Elemental to my work is this attempt at intimacy requiring corporeal wrestling as well as ethereal and intellectual engagements. The intimate does not necessarily imply the personal, but it does imply attempts at a collective sense of personhood. I aspire to exit the confines of single voice, single perspective, and single consciousness, breaking with the illusory notion of the individual, and fixed concepts of perception.[3]

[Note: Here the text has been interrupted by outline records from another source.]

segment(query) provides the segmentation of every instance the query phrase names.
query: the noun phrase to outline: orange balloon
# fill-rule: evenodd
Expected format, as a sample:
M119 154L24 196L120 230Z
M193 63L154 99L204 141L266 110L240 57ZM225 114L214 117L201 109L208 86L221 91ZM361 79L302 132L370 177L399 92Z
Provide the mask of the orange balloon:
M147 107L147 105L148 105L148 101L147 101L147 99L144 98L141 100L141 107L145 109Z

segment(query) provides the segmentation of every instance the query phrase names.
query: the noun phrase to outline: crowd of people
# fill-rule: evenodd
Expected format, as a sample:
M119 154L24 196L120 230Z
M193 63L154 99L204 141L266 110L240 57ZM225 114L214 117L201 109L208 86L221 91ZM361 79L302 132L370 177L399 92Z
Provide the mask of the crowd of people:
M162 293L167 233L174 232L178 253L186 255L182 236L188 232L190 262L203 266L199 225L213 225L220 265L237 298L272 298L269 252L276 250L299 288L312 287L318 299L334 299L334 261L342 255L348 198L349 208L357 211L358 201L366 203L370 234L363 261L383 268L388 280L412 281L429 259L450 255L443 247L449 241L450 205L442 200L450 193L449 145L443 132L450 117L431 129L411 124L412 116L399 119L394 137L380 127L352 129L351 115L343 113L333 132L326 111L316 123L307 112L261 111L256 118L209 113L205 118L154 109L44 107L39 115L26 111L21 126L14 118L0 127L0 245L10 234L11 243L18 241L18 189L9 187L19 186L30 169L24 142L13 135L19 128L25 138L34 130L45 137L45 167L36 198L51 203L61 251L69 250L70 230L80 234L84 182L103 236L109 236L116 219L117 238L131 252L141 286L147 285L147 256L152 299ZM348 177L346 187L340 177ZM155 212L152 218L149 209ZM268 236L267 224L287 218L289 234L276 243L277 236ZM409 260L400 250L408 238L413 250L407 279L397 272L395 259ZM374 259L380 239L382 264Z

The themes mentioned here are all in evidence in Scorpyn Odes: intertextuality, the sense of address, confrontation with the unknown, and moving beyond a single voice or perspective into a collective sense of voice. For me all this adds up to an open poetry which neither pressures nor informs me in any particular direction. Rather it gives me the sort of profound companionship I need to keep me going in an impossible world. This is what contemplative poetry is supposed to do, and why it is so important.


1. Laynie Browne, in The Force of What’s Possible: Writers on Accessibility and The Avant-Garde, ed. Lily Hoang and Joshua Marie Wilkinson (New York: Nightboat Boats, 2015).

2. Laynie Browne, Scorpyn Odes (Kore Press: Tucson, 2015), 7.

3. Laynie Browne, Imagining The Jewish God, ed. Leonard V. Kaplan (Maryland: Lexington Books, Graven Images Series; forthcoming).